Sortir sa propre dame pour tenter le mat du berger contre un joueur qui le connaît, c’est d’ailleurs un mauvais calcul. Si l’adversaire répond correctement, c’est toi qui te retrouves avec une dame baladeuse et un développement en retard. Contre un débutant, ça marche une fois. Après, ça se retourne. Si tu veux comprendre pourquoi sortir la dame trop tôt viole les bons principes, on en parle dans les erreurs d’ouverture du débutant.
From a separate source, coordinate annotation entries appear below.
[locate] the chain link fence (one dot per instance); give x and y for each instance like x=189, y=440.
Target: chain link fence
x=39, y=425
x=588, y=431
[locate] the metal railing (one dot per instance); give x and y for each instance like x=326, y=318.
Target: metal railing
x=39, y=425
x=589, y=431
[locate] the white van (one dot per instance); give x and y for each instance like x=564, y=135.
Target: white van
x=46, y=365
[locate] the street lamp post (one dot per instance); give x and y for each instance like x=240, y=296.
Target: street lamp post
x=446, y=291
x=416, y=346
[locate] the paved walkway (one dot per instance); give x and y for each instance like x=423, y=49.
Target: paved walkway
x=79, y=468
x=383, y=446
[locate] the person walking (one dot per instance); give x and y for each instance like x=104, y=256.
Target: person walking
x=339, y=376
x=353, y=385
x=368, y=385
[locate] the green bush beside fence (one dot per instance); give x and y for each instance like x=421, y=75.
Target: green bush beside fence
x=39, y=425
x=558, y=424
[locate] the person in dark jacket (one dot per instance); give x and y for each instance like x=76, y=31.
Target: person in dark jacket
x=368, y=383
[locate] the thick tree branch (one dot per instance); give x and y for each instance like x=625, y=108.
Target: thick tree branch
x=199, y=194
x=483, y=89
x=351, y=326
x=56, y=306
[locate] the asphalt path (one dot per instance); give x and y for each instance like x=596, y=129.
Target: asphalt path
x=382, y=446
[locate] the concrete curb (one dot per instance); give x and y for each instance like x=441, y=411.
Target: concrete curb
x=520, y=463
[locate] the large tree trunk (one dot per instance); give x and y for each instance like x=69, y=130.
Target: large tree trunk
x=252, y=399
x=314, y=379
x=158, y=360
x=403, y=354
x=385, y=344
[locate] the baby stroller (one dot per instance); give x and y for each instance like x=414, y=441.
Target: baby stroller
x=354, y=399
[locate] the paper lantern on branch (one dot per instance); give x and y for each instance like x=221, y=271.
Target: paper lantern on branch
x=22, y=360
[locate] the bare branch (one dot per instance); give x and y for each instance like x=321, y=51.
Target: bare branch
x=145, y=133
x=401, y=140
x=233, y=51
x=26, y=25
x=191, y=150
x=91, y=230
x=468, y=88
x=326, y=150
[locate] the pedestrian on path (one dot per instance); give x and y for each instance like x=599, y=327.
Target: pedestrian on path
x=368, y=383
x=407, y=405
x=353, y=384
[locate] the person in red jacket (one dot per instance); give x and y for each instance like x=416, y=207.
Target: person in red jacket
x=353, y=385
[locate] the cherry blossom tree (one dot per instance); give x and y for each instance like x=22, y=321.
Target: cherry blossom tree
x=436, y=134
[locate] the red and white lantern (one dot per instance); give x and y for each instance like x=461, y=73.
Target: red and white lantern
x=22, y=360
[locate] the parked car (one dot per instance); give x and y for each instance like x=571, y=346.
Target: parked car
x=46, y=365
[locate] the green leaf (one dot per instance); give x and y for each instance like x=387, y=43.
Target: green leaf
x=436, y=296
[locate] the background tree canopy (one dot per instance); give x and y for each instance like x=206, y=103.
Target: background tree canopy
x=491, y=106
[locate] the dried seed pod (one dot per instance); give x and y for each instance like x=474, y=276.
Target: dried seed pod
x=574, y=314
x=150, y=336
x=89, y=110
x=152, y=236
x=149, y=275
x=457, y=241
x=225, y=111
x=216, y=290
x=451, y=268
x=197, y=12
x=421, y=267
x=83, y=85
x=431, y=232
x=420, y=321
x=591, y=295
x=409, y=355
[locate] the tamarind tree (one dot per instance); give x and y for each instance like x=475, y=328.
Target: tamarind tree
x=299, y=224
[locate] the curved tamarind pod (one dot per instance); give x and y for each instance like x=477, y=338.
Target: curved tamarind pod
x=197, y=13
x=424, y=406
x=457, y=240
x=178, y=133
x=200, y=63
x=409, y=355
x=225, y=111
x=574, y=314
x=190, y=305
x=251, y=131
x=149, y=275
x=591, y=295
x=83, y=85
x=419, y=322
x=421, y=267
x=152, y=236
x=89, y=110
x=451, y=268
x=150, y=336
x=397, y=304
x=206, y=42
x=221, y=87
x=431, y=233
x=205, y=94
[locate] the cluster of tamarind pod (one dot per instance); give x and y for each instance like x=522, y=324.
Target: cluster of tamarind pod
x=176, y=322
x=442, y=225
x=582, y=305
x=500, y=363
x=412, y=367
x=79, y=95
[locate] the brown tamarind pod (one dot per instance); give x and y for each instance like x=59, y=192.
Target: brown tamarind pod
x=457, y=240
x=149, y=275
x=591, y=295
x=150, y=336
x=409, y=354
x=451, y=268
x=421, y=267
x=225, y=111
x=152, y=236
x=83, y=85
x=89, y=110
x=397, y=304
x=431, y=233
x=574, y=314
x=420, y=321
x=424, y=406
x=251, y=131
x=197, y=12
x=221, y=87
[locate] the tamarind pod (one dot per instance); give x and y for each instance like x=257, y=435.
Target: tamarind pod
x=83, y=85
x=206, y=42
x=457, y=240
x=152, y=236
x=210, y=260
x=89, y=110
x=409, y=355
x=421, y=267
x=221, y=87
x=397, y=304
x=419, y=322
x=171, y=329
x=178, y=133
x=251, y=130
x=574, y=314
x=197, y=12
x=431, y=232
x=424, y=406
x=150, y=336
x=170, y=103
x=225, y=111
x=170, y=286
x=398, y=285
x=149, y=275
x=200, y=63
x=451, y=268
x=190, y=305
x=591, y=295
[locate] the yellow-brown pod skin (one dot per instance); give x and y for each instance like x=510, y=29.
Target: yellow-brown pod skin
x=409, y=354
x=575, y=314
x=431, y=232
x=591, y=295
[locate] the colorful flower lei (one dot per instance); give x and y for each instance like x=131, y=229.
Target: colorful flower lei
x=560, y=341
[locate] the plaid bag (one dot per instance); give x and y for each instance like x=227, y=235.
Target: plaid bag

Sortir la parade sous pression

Lire la parade et la jouer, ce sont deux choses différentes. Le jour où un adversaire sort sa dame en h5, tu as quelques secondes pour retrouver le bon coup, et la panique fait vite oublier la théorie. D’où l’intérêt de l’avoir posée soi-même, encore et encore, jusqu’à ce que le réflexe « g6, puis Cf6 » sorte sans que tu y penses : c’est ce que Prologue te fait répéter. Tu veux d’autres pièges du même genre ? Ils sont réunis dans le guide des pièges et gambits.

Questions fréquentes

Le mat du berger, ça marche à haut niveau ?

Jamais. Dès qu’un joueur connaît la parade, tenter le mat du berger revient à offrir du temps à l’adversaire et à mal placer sa dame. C’est une arme d’embuscade réservée aux tout premiers pas, rien de plus.

Quel est le coup qui pare le mat du berger ?

Après 1.e4 e5 2.Fc4 Cc6 3.Dh5, joue 3…g6 : le pion bouche la diagonale vers f7 et attaque la dame. Après 4.Df3, réponds 4…Cf6 pour boucher la colonne f. La case f7 est alors imprenable et tu es mieux développé.

Pourquoi f7 est-elle si fragile en début de partie ?

Parce que f7 (et f2 côté blanc) n’est défendue que par le roi au départ. Toutes les autres cases de la deuxième rangée sont couvertes par une pièce mineure ou la dame. C’est la porte d’entrée naturelle d’une attaque précoce.